2. Choose the right rental property
If the macro conditions are good for real estate investing, it is time to look into your investment on a micro, or property, level and assess whether or not the rental property is aligned with your long-term business plan. Hire a professional inspector to make sure that your future expenses on the real estate property stay at a minimum and that there won’t be any surprises down the line to burn a hole in your pocket and hinder your profit potential.
3. Choose the right tenants
This goes without saying, so make sure to run background checks and ask for references before you choose to lease your income property to any tenant. Consider it as a job interview, and keep in mind to hire or choose tenants as a long-term investment. The right tenants will help pay down your mortgage payments, but a bad tenant will double your expenses and your headaches for that matter.
4. Estimate the ROI using Mashvisor’s investment property calculator
If you want to do one thing right and guarantee a profitable real estate investment, make sure to use Mashvisor’s investment property calculator to assess your ROI and estimate key financial indicators on any rental property (traditional or Airbnb) across the US real estate market.
5. Measure key financial metrics
To know whether or not an investment will be profitable, a residential real estate investor uses Mashvisor’s investment property calculator to compute the following metrics:
- Rental income
- Cash flow
- Cash on cash return
- Cap rate
- Occupancy rate
- Monthly expenses
6. Do not delay (major and minor) repairs
This is crucial to maintaining your property in the most optimal condition and in turn increasing its value over time. Do not delay major or minor repairs, and always make sure to enhance your income property’s appeal from the inside and out. A good looking investment property can make all the difference and give you the competitive advantage you need to maximize your returns and beat your competition.
7. Stay on a steep learning curve and always keep up with housing market trends
Another no brainer! Always stay on a steep learning curve to learn about the industry and keep yourself informed about the ever changing trends and variations in the economy and the housing market. To make informed investment decisions, you must understand the housing market dynamics, and grasp key principles to capitalize on the right investment opportunities and build wealth in real estate.
Basic Real Estate Benchmarks
1. The 1% rule
This rule is important for a residential real estate investor as it states that landlords should shoot for a monthly rental income of approximately 1% of the original purchase property price. Anything less is considered a bad investment altogether.
2. The 50% rule
Another rule for a residential real estate investor states that a sound real estate investment on a house must have operating expenses and vacancy amount to no more than 50% of the monthly rental income.

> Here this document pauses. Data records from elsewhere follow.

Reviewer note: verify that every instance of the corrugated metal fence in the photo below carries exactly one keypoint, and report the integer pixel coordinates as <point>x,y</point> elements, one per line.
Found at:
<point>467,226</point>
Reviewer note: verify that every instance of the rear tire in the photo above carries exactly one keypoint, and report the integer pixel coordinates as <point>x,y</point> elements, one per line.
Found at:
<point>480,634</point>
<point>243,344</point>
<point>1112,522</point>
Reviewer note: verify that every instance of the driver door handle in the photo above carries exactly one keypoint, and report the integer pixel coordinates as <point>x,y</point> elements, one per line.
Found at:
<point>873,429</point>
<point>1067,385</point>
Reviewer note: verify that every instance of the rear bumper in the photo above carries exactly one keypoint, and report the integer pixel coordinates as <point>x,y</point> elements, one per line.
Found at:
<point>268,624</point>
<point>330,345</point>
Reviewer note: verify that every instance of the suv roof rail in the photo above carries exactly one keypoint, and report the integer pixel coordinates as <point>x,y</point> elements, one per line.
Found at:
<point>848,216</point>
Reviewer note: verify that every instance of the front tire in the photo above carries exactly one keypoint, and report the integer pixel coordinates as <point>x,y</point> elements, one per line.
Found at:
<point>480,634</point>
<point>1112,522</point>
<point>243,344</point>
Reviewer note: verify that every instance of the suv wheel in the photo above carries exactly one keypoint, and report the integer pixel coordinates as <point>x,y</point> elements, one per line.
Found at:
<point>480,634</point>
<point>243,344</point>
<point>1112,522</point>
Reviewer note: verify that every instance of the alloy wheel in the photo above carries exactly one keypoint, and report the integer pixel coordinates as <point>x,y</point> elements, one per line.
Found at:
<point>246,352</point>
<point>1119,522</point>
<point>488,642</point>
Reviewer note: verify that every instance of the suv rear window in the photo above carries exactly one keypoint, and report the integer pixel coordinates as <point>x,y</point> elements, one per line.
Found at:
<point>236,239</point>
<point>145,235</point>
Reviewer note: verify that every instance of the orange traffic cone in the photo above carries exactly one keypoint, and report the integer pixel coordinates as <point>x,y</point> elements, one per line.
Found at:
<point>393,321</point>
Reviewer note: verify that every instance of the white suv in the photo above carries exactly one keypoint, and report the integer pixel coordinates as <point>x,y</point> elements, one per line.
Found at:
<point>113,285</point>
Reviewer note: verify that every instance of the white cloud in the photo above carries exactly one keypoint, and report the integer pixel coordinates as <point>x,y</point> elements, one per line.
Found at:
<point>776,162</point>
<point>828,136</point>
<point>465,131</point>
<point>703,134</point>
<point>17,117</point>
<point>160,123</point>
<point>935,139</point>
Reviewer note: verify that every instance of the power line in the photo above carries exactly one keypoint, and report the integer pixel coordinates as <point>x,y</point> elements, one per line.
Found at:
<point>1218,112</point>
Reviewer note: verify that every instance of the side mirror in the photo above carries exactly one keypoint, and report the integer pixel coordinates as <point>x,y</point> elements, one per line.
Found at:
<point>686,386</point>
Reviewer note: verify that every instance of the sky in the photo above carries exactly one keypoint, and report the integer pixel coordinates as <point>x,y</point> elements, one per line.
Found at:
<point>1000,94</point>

Related: How Can You Assure the Best Return on Rental Properties?
Conclusion
For a residential real estate investor, it is of utmost importance to have a business plan and be very clear on how to increase your returns and diversify your real estate investment portfolio for great gains. To invest for high cash flow returns and real estate appreciation requires due diligence and being familiar with the economic and market trends. You must be a chameleon in adapting your investment strategy respective to current market trends in order to make money in real estate.